OLIVEIRA, F. M. N. de; http://lattes.cnpq.br/9190254143807049; OLIVEIRA, Francisca Marta Nascimento de.
Resumo:
The dehydration of Surinam cherry pulp (Eugenia uniflora L.) was done in spray dryer and the resulting powder was stored for 120 days. The pulps used in the dehydration were produced through the removal of the pulp from Surinam cherries. Samples of integral and formulated pulps (Surinam cherry pulp + 15% maltodextrin + 30% distilled water) were elaborated. These samples were submitted to physiochemical analyses to determine the content of total solids, moisture, total soluble solids (ºBrix), pH, titratable total acidity, ascorbic acid, ashes, reducer sugar, proteins, alcoholic extract and color analyses, the brightness (L*), redness (+a*) and yellowness (+b*).
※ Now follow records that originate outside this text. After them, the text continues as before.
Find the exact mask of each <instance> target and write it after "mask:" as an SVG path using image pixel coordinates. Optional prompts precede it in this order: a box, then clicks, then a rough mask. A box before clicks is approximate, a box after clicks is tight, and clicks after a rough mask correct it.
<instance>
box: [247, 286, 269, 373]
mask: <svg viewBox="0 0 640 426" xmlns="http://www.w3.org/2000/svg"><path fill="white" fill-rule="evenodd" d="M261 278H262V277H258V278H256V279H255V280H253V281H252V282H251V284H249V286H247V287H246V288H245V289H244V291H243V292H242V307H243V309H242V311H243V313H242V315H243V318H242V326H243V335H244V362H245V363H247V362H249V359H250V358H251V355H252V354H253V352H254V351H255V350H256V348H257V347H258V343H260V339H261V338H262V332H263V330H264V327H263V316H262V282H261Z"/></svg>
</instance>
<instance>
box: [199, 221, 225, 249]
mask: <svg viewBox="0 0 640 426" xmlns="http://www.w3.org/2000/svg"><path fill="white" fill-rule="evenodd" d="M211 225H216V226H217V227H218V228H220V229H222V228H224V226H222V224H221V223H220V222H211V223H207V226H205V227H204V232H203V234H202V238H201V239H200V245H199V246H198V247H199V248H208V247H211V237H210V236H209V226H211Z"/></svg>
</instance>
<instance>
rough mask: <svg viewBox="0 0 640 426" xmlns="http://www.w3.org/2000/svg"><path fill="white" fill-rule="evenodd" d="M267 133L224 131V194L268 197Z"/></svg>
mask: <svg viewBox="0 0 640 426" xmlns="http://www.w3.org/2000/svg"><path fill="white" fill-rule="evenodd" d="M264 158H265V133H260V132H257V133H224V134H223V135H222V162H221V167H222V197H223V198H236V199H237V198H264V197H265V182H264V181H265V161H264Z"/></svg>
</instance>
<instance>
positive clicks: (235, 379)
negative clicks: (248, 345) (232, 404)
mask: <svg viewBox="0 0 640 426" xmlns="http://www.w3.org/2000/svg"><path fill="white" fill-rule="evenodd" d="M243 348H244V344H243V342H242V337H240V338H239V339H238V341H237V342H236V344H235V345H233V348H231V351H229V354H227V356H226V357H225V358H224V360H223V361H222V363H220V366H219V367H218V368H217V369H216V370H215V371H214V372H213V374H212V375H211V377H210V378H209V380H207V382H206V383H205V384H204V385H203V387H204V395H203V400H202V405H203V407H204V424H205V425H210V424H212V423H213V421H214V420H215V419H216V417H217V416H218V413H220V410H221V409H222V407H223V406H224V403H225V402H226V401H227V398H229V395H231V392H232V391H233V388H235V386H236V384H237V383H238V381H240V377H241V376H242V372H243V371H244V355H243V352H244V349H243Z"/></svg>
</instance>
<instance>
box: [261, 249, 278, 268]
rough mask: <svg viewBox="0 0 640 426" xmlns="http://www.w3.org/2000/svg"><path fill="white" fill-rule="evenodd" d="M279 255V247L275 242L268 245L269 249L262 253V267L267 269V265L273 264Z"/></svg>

The rheological behavior of the pulps was also evaluated at the temperatures of 10, 20, 30, 40 and 50ºC. The rheograms were fitted with Ostwald-de-Waele, Herschel-Bulkley, Casson and Mizrahi-Berk models. In the drying, accomplished from the formulated pulp, two sample types were collected, according to the accessory of the dryer from where they were collected: Type A (drying chamber); and Type B (cyclone). At the powdered samples, the density, time of drainage, moisture, ascorbic acid, titratable acidity, reducer sugar, proteins, alcoholic extract and moisture adsorption isotherms were determined. The isotherms were determined through the static gravimetric method at the temperatures of 10, 20, 30 and 40ºC. They were fitted to the experimental data through GAB, Peleg, Halsey modified, Smith, Day & Nelson and Sigma-Copace’s models. The powdered pulps were put in polyethylene and laminated packings, stored in room temperature. The moisture content, ascorbic acid, titratable acidity, proteins, alcoholic extract and, in the beginning and at the end of the storage, the evaluation microbiological were evaluated every 20 days. The integral pulp presented
larger moisture, pH, titratable total acidity, ascorbic acid, ashes, reducer sugar, proteins, alcoholic extract, brightness, redness and yellowness values compared to the formulated pulp. The formulated pulp presented larger values of total solids and soluble solids. The powdered samples (Types A and B) presented different times of drainage, density, moisture, reducer sugar and alcoholic extract, without demonstrating statistical difference for the ascorbic acid content, acidity and proteins. The integral and formulated pulps presented no-Newtonian and pseudoplastic behavior, with Herschel-Bulkley and MizrahiBerk’s models presenting the best adjustments. Peleg’s model presented the best adjustment to the moisture adsorption isotherms at the evaluated temperatures to the powders types A and B. It was verified, during the storage, that it had gain of moisture and reduction of acidity, of the alcoholic extract and of the ascorbic acid in the two types of powdered samples (Type A and B) conditioned in the two packings (polyethylene and laminated). Just in the Type A sample, put in laminated packing, the proteins content stayed unaffected. There were verified decreases in the other cases. The microbiological evaluation revealed that the samples were in acceptable levels for consumption.